Next generation sequencing technologies can provide a large amount of sequence information from relatively small samples, such as nucleic acid (e.g., mRNA) samples from single cells. However, it can be difficult to extract quantitative information about the absolute or relative abundance of nucleic acids in a sample. In some cases, by attaching Unique Molecular Identifiers (UMIs), such as unique oligonucleotide barcode (barcode) sequences, to target nucleic acids and detecting such UMIs during sequencing, the absolute or relative abundance of target nucleic acids in a sample can be estimated.

Summary of The Invention

In one aspect, the invention provides a method for producing a reaction mixture comprising a uniquely tagged target nucleic acid molecule, the method comprising: (a) covalently attaching a plurality of variable length barcode tags to a first end of a plurality of target nucleic acid molecules (the variable length barcode tags consisting of 0-10 nucleotides of one or more nucleic acid sequences), such that individual target nucleic acid molecules in the plurality comprise a single variable length barcode tag and the plurality comprises at least 5 different variable length barcode tag lengths and/or sequences; and (b) contacting the target nucleic acid molecule with a plurality of transposases such that a transposase fragmentation site and a covalently linked transposome end are introduced at a second end of an individual target nucleic acid molecule in the plurality, thereby producing a plurality of uniquely tagged target nucleic acid molecules, wherein an individual uniquely tagged target nucleic acid molecule in the plurality comprises: (i) a variable length barcode label located at the first end; and (ii) a transposase fragmentation site and a transposome end at a second end, wherein a combination of (i) and (ii) in individual uniquely tagged target nucleic acid molecules in the plurality together comprise a unique molecular barcode that is unique relative to all other uniquely tagged individual target nucleic acid molecules in the plurality in the reaction mixture that have the same sequence of at least 25 contiguous nucleotides between the variable length barcode tag and the transposase fragmentation site.

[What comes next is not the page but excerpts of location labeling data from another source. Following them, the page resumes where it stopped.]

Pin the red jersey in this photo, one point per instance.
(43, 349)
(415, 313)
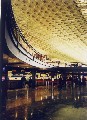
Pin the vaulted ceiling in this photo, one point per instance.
(56, 28)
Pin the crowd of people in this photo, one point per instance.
(61, 82)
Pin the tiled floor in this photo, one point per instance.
(46, 104)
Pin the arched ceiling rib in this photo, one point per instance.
(57, 28)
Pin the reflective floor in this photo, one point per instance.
(46, 103)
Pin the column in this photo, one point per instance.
(3, 6)
(33, 79)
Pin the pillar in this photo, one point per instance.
(33, 79)
(3, 6)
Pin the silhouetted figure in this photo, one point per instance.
(83, 81)
(30, 82)
(23, 81)
(60, 83)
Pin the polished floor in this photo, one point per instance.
(46, 103)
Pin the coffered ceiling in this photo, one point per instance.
(56, 28)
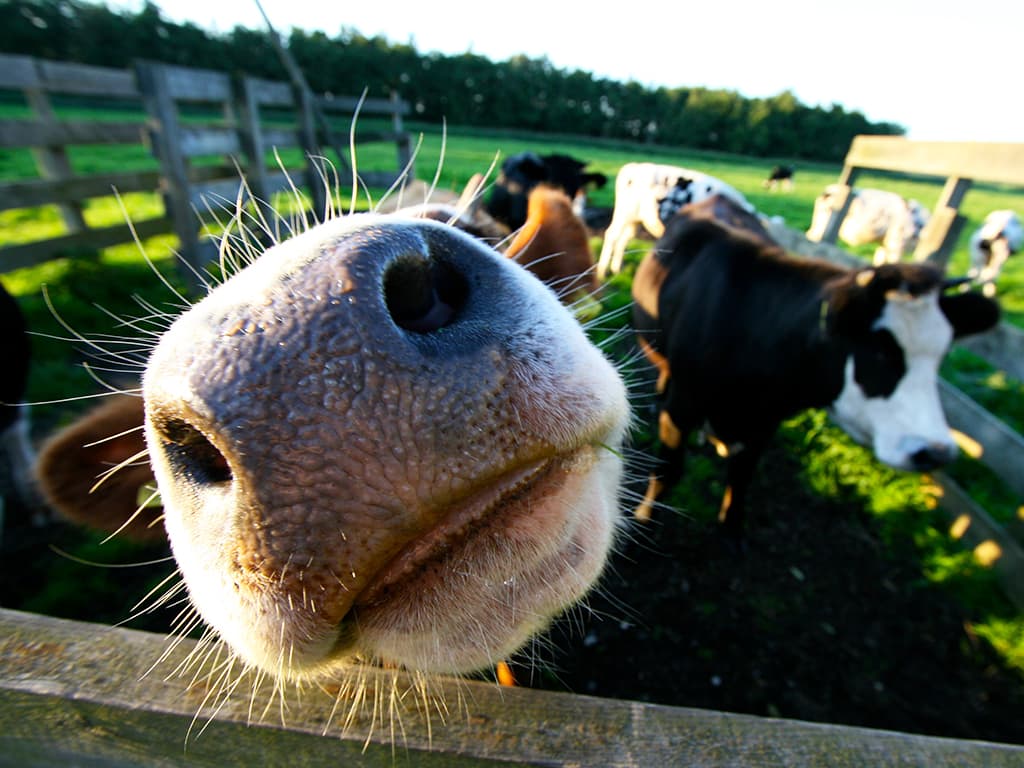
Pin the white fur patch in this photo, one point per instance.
(910, 419)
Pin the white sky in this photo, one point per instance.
(946, 70)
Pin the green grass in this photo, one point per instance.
(116, 279)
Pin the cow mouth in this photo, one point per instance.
(480, 509)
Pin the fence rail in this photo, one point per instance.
(238, 133)
(84, 694)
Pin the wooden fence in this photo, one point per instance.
(76, 693)
(995, 444)
(232, 136)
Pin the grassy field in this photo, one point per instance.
(90, 291)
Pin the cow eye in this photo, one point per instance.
(879, 364)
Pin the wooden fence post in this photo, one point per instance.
(939, 236)
(52, 161)
(842, 197)
(166, 143)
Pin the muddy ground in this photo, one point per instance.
(816, 620)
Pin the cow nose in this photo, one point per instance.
(933, 456)
(423, 295)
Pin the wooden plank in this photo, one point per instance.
(977, 160)
(215, 195)
(270, 92)
(370, 105)
(52, 162)
(195, 85)
(17, 72)
(81, 693)
(973, 526)
(38, 133)
(64, 77)
(198, 141)
(1003, 449)
(44, 192)
(281, 139)
(29, 254)
(165, 139)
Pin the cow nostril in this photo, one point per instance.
(423, 295)
(931, 458)
(193, 455)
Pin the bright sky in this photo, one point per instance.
(946, 70)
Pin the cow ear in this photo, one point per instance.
(76, 472)
(969, 312)
(856, 301)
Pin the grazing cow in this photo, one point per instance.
(999, 237)
(554, 245)
(520, 173)
(16, 454)
(381, 440)
(779, 176)
(648, 194)
(873, 216)
(744, 336)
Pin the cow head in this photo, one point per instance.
(679, 196)
(520, 173)
(896, 325)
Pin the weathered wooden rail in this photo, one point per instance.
(84, 694)
(960, 164)
(237, 134)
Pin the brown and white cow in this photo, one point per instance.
(744, 336)
(647, 195)
(381, 440)
(875, 216)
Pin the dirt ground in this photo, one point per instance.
(813, 622)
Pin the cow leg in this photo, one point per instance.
(669, 463)
(616, 238)
(739, 472)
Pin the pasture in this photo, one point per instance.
(852, 605)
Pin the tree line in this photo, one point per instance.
(466, 89)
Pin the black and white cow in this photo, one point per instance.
(520, 173)
(744, 336)
(999, 236)
(647, 195)
(875, 216)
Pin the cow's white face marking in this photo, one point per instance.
(905, 427)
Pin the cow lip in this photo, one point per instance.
(454, 527)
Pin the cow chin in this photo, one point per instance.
(906, 430)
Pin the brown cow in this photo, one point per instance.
(554, 245)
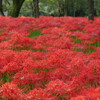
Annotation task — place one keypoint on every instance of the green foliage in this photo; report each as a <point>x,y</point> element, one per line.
<point>35,33</point>
<point>97,44</point>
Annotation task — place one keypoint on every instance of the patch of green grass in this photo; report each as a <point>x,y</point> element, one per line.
<point>76,40</point>
<point>35,33</point>
<point>97,44</point>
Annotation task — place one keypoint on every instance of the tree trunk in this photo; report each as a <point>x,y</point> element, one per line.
<point>1,10</point>
<point>36,8</point>
<point>17,4</point>
<point>91,9</point>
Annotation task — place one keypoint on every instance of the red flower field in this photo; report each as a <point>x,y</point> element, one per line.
<point>49,58</point>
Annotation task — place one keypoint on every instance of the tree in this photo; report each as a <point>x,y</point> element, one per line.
<point>1,10</point>
<point>15,9</point>
<point>36,8</point>
<point>91,9</point>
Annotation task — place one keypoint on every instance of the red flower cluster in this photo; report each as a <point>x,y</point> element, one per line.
<point>49,58</point>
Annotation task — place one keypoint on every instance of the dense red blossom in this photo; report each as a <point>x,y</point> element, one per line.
<point>49,58</point>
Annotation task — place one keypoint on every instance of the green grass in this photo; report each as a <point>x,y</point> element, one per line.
<point>76,40</point>
<point>35,33</point>
<point>97,44</point>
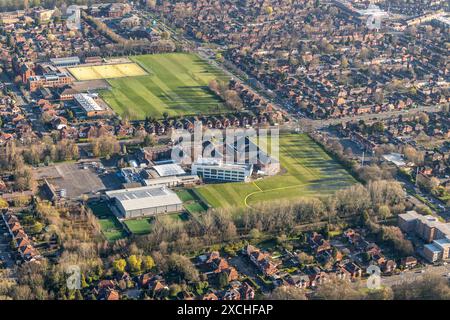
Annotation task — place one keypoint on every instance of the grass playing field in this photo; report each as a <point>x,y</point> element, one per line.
<point>177,83</point>
<point>309,172</point>
<point>110,226</point>
<point>111,71</point>
<point>144,226</point>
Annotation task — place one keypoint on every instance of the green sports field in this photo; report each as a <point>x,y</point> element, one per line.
<point>177,83</point>
<point>308,171</point>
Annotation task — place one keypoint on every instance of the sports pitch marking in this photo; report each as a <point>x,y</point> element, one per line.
<point>107,71</point>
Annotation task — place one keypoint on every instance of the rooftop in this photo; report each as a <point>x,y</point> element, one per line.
<point>145,197</point>
<point>167,170</point>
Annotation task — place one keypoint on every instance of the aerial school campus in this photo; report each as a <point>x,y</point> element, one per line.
<point>176,84</point>
<point>335,161</point>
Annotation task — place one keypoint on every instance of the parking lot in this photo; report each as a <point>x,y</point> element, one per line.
<point>79,178</point>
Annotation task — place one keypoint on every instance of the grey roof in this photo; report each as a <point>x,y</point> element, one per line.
<point>145,197</point>
<point>171,169</point>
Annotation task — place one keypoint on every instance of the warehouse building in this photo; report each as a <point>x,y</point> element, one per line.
<point>90,105</point>
<point>215,169</point>
<point>65,62</point>
<point>144,201</point>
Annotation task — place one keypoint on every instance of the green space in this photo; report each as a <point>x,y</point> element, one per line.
<point>177,84</point>
<point>110,226</point>
<point>307,171</point>
<point>140,226</point>
<point>192,202</point>
<point>144,226</point>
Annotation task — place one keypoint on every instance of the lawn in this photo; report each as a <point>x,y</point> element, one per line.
<point>308,171</point>
<point>192,202</point>
<point>110,226</point>
<point>144,226</point>
<point>177,83</point>
<point>110,71</point>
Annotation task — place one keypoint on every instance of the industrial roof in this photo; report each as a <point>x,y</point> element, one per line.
<point>87,102</point>
<point>167,170</point>
<point>145,197</point>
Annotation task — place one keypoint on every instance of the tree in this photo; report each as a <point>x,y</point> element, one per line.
<point>119,265</point>
<point>149,141</point>
<point>183,267</point>
<point>430,287</point>
<point>255,234</point>
<point>148,263</point>
<point>268,10</point>
<point>135,263</point>
<point>37,227</point>
<point>223,280</point>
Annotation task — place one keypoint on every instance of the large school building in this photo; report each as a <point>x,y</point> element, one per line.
<point>144,201</point>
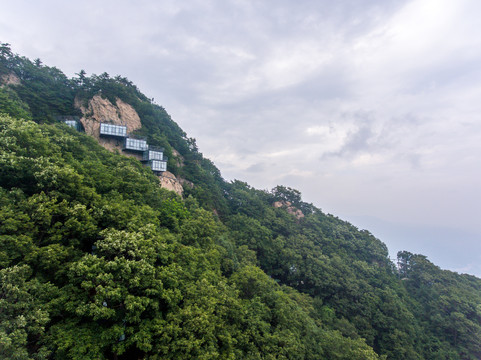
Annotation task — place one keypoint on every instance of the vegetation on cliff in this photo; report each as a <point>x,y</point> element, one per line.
<point>97,261</point>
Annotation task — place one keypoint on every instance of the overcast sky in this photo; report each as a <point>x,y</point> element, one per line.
<point>372,109</point>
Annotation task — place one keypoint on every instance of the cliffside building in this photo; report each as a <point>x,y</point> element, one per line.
<point>113,130</point>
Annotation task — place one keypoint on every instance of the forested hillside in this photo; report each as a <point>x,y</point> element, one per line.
<point>97,261</point>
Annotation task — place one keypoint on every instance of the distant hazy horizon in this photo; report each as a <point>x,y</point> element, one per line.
<point>370,108</point>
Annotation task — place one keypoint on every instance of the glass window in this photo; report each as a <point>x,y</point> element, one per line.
<point>114,130</point>
<point>157,165</point>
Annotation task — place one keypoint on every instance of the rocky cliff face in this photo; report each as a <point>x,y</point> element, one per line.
<point>100,110</point>
<point>170,182</point>
<point>289,208</point>
<point>9,79</point>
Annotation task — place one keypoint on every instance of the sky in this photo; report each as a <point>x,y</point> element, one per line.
<point>372,109</point>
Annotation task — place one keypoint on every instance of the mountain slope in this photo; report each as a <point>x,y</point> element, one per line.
<point>110,265</point>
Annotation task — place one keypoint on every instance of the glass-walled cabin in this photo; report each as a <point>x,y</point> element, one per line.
<point>135,144</point>
<point>73,123</point>
<point>158,165</point>
<point>113,130</point>
<point>153,154</point>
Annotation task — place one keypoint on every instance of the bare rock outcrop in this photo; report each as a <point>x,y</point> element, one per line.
<point>179,158</point>
<point>100,110</point>
<point>289,208</point>
<point>170,182</point>
<point>9,79</point>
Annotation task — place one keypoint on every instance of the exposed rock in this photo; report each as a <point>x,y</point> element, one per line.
<point>102,110</point>
<point>289,208</point>
<point>170,182</point>
<point>179,158</point>
<point>186,182</point>
<point>9,79</point>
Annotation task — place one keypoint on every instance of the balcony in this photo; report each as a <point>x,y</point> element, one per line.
<point>158,165</point>
<point>133,144</point>
<point>153,154</point>
<point>113,130</point>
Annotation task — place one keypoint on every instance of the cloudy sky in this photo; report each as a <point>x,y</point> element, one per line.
<point>372,109</point>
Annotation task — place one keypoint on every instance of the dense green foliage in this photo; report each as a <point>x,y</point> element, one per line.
<point>98,262</point>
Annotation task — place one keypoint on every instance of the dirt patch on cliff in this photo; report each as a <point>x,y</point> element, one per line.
<point>170,182</point>
<point>9,79</point>
<point>289,208</point>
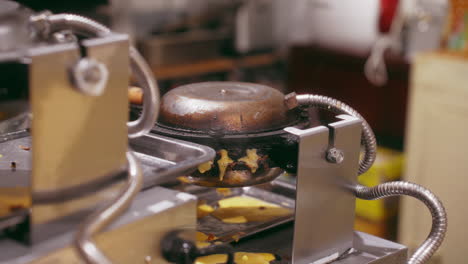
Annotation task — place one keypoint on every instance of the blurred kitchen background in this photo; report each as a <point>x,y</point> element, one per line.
<point>419,114</point>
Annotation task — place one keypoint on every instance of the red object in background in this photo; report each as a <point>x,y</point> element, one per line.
<point>387,12</point>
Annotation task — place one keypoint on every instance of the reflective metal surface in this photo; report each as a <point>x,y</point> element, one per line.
<point>163,159</point>
<point>133,238</point>
<point>324,207</point>
<point>74,140</point>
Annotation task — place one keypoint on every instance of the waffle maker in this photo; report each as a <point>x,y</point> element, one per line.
<point>74,192</point>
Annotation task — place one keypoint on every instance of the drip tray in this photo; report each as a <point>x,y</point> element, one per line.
<point>277,193</point>
<point>163,159</point>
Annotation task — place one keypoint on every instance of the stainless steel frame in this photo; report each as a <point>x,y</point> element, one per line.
<point>324,219</point>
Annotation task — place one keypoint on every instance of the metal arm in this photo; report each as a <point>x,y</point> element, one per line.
<point>96,222</point>
<point>47,23</point>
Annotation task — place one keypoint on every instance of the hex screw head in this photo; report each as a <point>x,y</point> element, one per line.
<point>335,155</point>
<point>90,76</point>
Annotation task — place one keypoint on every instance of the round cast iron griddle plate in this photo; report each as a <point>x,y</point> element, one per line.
<point>226,107</point>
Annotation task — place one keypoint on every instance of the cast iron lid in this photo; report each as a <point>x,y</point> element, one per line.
<point>230,107</point>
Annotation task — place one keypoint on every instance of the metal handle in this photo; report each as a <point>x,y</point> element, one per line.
<point>96,222</point>
<point>46,23</point>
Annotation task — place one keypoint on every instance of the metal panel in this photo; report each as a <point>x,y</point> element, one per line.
<point>131,239</point>
<point>324,227</point>
<point>76,138</point>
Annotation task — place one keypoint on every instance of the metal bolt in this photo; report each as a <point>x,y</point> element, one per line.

In some embodiments, the reaction mixture comprises at least 1,000 target nucleic acid molecules having different sequences.

In some embodiments, covalently linking the plurality of variable length barcode tags comprises hybridizing a plurality of primers comprising the variable length barcode tags to a plurality of nucleic acid molecules comprising at least a portion of the target nucleic acid molecule sequence and extending the primers with a polymerase, thereby generating a plurality of double stranded variable length barcoded target nucleic acid molecules. In some embodiments, covalently attaching a plurality of variable length barcode tags comprises attaching the variable length barcode tags to the target nucleic acid molecules in the plurality.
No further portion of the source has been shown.